Algumas questões para quem respeita e quer ver respeitar o Direito no Brasil
Por Rogerio Dultra dos Santos, em seu blog.
Há muito parece que por aqui não existe mais a distinção entre o sentimento subjetivo de justiça e os parâmetros objetivos do processo judicial. Quem reclama da instituição “justiça” e de suas burocracias enviesadas é visto como alguém que não aceita que a sua concepção de verdade ou de certo/errado seja questionada. Examinar ou criticar decisões ou procedimentos do Poder Judiciário tem tomado usualmente a dimensão de um “chororô” de perdedores.
Há muito esta oposição entre a compreensão pessoal sobre o que é justo, por um lado, e o funcionamento institucional que sustenta as regras sociais de convivência, por outro, soçobrou ante os extremismos político no nosso quintal.
Assim, demandar o devido processo é hoje uma atitude considerada de desespero dos que se sentem injustiçados, e não uma necessidade básica que torna possível a convivência social das diferenças, ou uma garantia coletiva, racional e objetiva da liberdade, para ficar no âmbito da tradição do constitucionalismo liberal.
Nesse sentido, algumas perguntas sobre o que tem ocorrido nos últimos meses no país podem até parecer afirmações enviesadas ou convicções cegas, mas, pela sua simplicidade, trazem a possibilidade de se questionar as obviedades irrefletidas e as afirmações – estas sim, imperativas – a que somos submetidos diuturnamente.
Para além das simpatias ideológicas, olhar para como se realiza o direito pode ser um sinal de quão sadia ou enferma caminha a sociedade em que vivemos.
Seguem as perguntas sobre a relação óbvia e tradicional entre a política e o direito que, aglutinadas, podem revelar de que modo enxergamos o Estado de Direito que compreendemos possível.
É possível que juízes e promotores comentem processos sob sua jurisdição em público?
Juízes federais devem receber prêmios de empresários que são réus na Justiça Federal?
É lícito que o juiz da causa escreva um artigo em um jornal de grande circulação nacional afirmando que o processo sob sua responsabilidade trata do “maior esquema de corrupção do Brasil”, mesmo que não tenha sido proferida sentença?

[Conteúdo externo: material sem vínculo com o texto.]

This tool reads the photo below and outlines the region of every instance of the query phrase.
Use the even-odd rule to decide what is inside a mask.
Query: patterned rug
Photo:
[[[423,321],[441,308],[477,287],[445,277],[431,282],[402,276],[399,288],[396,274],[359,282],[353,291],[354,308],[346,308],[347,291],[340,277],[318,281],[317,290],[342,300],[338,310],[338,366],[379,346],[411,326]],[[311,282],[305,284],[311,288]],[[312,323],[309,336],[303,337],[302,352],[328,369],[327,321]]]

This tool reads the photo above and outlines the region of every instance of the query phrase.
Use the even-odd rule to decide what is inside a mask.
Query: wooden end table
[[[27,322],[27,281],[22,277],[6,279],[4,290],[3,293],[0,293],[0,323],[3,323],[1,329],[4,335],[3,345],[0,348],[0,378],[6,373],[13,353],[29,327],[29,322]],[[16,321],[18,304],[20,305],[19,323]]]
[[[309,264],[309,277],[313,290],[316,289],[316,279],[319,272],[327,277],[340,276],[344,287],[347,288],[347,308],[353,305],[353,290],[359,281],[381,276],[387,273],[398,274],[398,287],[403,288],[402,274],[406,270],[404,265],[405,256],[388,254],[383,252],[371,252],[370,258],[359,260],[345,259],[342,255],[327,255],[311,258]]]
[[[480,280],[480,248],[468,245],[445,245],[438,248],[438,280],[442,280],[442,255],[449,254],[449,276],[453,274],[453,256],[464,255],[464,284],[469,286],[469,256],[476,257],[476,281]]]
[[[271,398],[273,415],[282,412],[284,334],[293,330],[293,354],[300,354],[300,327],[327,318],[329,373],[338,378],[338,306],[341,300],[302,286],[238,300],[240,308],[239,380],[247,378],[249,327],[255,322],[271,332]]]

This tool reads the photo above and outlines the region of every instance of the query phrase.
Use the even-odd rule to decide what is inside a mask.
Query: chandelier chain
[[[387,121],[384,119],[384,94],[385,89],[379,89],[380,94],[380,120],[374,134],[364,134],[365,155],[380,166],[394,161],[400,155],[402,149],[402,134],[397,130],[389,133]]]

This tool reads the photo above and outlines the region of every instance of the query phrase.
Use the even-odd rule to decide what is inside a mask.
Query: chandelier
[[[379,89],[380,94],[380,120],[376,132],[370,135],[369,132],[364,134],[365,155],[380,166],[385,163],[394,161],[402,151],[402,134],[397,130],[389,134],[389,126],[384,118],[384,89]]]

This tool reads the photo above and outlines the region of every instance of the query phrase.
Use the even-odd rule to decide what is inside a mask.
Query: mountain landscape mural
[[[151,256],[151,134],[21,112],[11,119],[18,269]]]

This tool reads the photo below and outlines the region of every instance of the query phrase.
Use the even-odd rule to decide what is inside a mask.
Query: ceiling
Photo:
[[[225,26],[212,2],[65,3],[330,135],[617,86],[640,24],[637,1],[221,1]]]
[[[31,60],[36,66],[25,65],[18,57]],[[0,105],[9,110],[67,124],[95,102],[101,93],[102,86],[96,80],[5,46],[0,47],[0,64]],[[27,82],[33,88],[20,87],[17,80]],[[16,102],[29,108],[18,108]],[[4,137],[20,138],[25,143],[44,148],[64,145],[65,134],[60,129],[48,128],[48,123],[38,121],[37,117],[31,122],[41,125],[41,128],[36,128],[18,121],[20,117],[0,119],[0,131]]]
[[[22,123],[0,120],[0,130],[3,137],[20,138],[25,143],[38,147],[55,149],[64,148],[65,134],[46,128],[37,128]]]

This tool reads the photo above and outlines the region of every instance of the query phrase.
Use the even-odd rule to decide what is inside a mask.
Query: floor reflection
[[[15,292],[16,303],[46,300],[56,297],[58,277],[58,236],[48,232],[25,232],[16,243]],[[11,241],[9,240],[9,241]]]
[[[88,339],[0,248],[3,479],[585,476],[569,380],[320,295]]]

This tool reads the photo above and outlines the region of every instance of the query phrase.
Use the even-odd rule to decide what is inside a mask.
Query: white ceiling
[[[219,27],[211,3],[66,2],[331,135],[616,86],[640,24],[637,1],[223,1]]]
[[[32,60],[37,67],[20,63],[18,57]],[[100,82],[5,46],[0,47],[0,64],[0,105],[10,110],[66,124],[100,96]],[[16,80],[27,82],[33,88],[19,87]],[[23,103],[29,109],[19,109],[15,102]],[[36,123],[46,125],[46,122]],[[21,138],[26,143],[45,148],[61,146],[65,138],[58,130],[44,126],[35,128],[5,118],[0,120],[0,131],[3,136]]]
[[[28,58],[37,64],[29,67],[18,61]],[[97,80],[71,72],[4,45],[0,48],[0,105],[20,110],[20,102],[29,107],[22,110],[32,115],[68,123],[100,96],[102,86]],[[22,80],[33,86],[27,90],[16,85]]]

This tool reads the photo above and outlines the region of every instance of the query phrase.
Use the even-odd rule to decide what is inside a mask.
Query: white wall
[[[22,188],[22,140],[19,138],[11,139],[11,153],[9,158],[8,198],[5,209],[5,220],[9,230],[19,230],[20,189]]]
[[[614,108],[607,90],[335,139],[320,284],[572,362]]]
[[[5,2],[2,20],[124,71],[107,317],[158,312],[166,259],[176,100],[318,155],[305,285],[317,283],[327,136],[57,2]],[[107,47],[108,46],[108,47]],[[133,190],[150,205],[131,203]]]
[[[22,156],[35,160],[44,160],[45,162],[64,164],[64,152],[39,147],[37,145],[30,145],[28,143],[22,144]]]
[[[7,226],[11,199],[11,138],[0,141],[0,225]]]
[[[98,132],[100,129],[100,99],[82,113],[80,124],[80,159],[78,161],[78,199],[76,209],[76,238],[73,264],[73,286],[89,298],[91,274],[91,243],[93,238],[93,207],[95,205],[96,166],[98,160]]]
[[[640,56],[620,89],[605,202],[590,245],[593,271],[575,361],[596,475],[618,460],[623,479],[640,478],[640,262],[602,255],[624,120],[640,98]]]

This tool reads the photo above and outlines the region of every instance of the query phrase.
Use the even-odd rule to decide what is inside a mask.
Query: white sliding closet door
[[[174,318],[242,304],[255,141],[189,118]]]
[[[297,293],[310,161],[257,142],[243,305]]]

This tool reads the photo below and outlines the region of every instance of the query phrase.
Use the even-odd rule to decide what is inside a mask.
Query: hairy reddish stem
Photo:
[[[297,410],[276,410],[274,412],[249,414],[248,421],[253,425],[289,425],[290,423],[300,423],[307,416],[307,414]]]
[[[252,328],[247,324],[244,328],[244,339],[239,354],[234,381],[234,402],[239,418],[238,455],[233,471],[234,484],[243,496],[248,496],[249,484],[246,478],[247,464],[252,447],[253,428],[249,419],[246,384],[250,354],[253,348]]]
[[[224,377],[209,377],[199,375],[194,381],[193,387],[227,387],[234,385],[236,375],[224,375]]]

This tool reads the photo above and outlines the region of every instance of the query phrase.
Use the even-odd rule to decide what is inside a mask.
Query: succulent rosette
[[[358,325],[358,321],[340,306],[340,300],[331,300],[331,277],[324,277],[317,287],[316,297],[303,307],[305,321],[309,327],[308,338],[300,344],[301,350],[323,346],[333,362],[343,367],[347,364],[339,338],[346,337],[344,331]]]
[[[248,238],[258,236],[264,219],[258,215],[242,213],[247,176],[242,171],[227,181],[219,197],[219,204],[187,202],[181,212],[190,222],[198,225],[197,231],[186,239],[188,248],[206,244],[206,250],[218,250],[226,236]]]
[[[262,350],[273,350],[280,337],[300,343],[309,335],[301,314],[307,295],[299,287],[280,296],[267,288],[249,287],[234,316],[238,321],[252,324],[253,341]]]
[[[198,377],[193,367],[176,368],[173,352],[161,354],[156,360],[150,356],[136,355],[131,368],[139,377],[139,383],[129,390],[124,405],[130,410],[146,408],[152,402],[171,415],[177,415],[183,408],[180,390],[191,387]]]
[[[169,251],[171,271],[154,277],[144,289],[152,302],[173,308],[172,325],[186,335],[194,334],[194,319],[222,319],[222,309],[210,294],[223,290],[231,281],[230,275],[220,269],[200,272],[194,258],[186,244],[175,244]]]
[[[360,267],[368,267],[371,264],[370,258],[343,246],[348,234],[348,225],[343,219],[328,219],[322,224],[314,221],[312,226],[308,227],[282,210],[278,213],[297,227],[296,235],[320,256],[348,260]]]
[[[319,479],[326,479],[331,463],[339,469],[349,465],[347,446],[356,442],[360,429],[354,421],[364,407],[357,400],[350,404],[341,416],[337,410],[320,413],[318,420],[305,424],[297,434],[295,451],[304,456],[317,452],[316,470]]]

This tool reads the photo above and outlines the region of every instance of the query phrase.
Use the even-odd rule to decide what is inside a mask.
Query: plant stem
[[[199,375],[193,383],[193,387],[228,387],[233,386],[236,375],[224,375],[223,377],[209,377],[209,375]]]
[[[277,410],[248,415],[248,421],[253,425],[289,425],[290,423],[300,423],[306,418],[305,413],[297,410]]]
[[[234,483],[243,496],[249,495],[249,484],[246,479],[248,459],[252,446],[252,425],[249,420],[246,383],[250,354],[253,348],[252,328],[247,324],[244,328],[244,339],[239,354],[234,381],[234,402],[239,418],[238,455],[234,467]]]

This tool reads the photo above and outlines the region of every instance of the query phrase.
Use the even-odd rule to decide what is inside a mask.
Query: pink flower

São lícitos vazamentos seletivos de documentos pelo judiciário?
E partes de delações premiadas gravadas e divulgadas num jornal nacional?
O estatuto da magistratura está sendo respeitado quando isto acontece?
Juízes e procuradores devem combinar táticas de acusação em conjunto?
A confissão é a rainha das provas?
Bandidos que delatam devem figurar como a espinha dorsal probatória de um processo judicial?
É possível concordar com a abertura de inquéritos contra parlamentares com base apenas em delações premiadas, e com o arquivamento em relação a Aécio Neves, sendo que em relação a este a “prova” existente (testemunhal) era de mesma espécie?
Por outro lado, onde estão as provas da operação Zelotes?
Não está havendo diferença de tratamento?
FHC não recebeu dinheiro da Odebrecht?
Porque a acusação e o juiz Moro não aceitaram nas delações premiadas informações sobre contratos em outras esferas de governo, se as empresas que financiam o PT, o PMDB e o PP também financiaram outros partidos, como PSDB e PSB?
E qual seria mesmo o crime cometido por Lula?
Promover empresas no mercado global?
Ex-Presidentes dos EUA não fazem isso?
Estas questões, que podem ser vistas como partidárias, seriam consideradas talvez normais e preocupantes se se mudassem os personagens e o cenário. Talvez fossem entendidas como necessárias se o alvo não fosse o PT e o “maior escândalo de corrupção de todos os tempos” – como se a história não nos fornecesse, no próprio país, muito mais munição do que tem nos feito imaginar a nossa pobre imprensa. Ou se as “verdades” do processo não fossem a pauta quase exclusiva da mídia de massa, a martelar as nossas mentes de forma incessante.